The attack in Jakarta last week was a failure from the terrorists' point of view. The loss of combatants compared to the victims' toll was not a numerical success for the perpetrators, the Islamic State in Iraq and Syria (ISIS). The attack was almost amateurish by the standards of morbid professionalism set by militants in the 2001 outrage in the United States, the Bali bombings of 2002, the 2008 attack in Mumbai, and the recent strike in Paris, among major incidents. Even the psychological impact of a handful of militants holding entire societies to ransom, for hours if not longer, was absent from the Jakarta attack, which fizzled out not long after it begun. Indonesia's police must be commended for the professionalism with which they swung into concerted action and neutralised the attackers before they could wreak havoc.
Nevertheless, ISIS has demonstrated its ability to hit Jakarta with an evasive degree of coordination that challenges the remit of the police and the intelligence agencies. If terror could strike the Indonesian capital so easily, how well guarded could other cities possibly be, to say nothing of suburbs and towns lying across the sprawling archipelago? True, these are less likely to attract terrorist attention than political, economic and cultural centres such as Jakarta and Bali because of diminishing propaganda returns, but terror anywhere is terror everywhere.
By the same logic, the fight against terror has to occur internationally if it is to succeed within nations.
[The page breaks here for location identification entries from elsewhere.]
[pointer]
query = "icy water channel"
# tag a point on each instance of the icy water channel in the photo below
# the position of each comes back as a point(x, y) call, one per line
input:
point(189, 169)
Even as Indonesia renews its efforts to uproot terror cells on its territory, it needs to coordinate its actions closely with its Asean partners and friends such as America and Australia. Malaysia and the southern Philippines, in particular, are defined targets of ISIS plans for South-east Asia. The presence in the insurgent ranks of ISIS of fighters from this region, as from Europe and Africa, reveals how it views the world as an indivisible trophy from its base in the Middle East. Every terror attack not foiled would enable ISIS to advance towards its goal of bringing South-east Asia into its nefarious global fold.
The lesson for Singapore in all this is to never forget that it lies at the heart of a desired region. Its efforts to secure its physical borders and domestic infrastructure against insidious terror have worked till now. However, that deterrent "best" must be accompanied by the ability to countenance the worst. If an attack were ever to occur here, its human tragedy would be magnified by Singapore's small size and population. However, if an attack were to tear into its multiracial and multi-religious fabric, terrorism would score a political victory beyond the toll of numbers. It would test Singaporeans' often repeated pledge of being one united people, despite its disparate society. Singapore must stand together.